Чтение онлайн

ЖАНРЫ

Шрифт:

Только что мы с ним переступили в темный магазин, как Истомин нервно вздрогнул, схватил меня за плечо и, тихо вскрикнув: "Кто это?" - вдруг остановился. От серого пятна, которым обозначалось окно, медленно отделилась и, сделав несколько шагов, стала миниатюрная фигура.

– Марья Ивановна! это вы?
– спросил Истомин.

Фигура ничего не ответила, но тронулась тихо вдоль стены к двери, как китайская тень. Это была Маша. Истомин взял ее за руку и крепко поцеловал в ладонь.

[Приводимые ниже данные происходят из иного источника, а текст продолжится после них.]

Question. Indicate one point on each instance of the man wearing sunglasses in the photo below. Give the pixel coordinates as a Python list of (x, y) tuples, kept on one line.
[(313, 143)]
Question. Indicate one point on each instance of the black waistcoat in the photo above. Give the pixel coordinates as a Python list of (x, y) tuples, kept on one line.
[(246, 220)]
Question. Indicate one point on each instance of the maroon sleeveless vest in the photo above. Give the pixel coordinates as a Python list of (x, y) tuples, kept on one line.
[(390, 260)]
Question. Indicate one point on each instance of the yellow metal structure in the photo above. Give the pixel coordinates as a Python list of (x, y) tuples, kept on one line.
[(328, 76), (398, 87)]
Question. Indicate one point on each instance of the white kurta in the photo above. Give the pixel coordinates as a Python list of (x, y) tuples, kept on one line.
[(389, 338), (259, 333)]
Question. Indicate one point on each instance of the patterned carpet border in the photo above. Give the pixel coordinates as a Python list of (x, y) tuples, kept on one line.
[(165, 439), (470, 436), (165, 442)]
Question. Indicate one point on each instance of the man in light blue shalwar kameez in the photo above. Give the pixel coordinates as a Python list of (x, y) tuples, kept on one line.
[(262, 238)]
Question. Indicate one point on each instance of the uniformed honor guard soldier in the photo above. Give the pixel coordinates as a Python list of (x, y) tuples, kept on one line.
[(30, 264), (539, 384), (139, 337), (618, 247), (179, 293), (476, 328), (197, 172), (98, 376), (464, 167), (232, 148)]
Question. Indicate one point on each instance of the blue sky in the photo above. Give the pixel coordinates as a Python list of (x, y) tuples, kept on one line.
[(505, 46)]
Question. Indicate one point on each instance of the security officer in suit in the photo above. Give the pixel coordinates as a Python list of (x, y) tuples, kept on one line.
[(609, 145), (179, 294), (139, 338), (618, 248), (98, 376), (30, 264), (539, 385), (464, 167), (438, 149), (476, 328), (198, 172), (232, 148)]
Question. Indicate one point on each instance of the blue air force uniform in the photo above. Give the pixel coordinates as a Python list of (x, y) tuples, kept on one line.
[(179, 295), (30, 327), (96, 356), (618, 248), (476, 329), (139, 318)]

Когда я пожал руку Мани, рука эта была холодна как лед, и в тихом "прощайте", которое выронила мне Маня, было что-то болезненное, как далекий крик подстреленной птицы.

Долго я проворочался, придя домой, на моей постели и не мог

уснуть до света. Все смущал меня этот холод и трепет, этот слабый звук этого слабого прощайте и тысячу раз хотелось мне встать и спросить Истомина, зачем он, прощаясь, поцеловал Манину руку, и поцеловал ее как-то странно - в ладонь. Утром я опять думал об этом, и все мне было что-то такое очень невесело.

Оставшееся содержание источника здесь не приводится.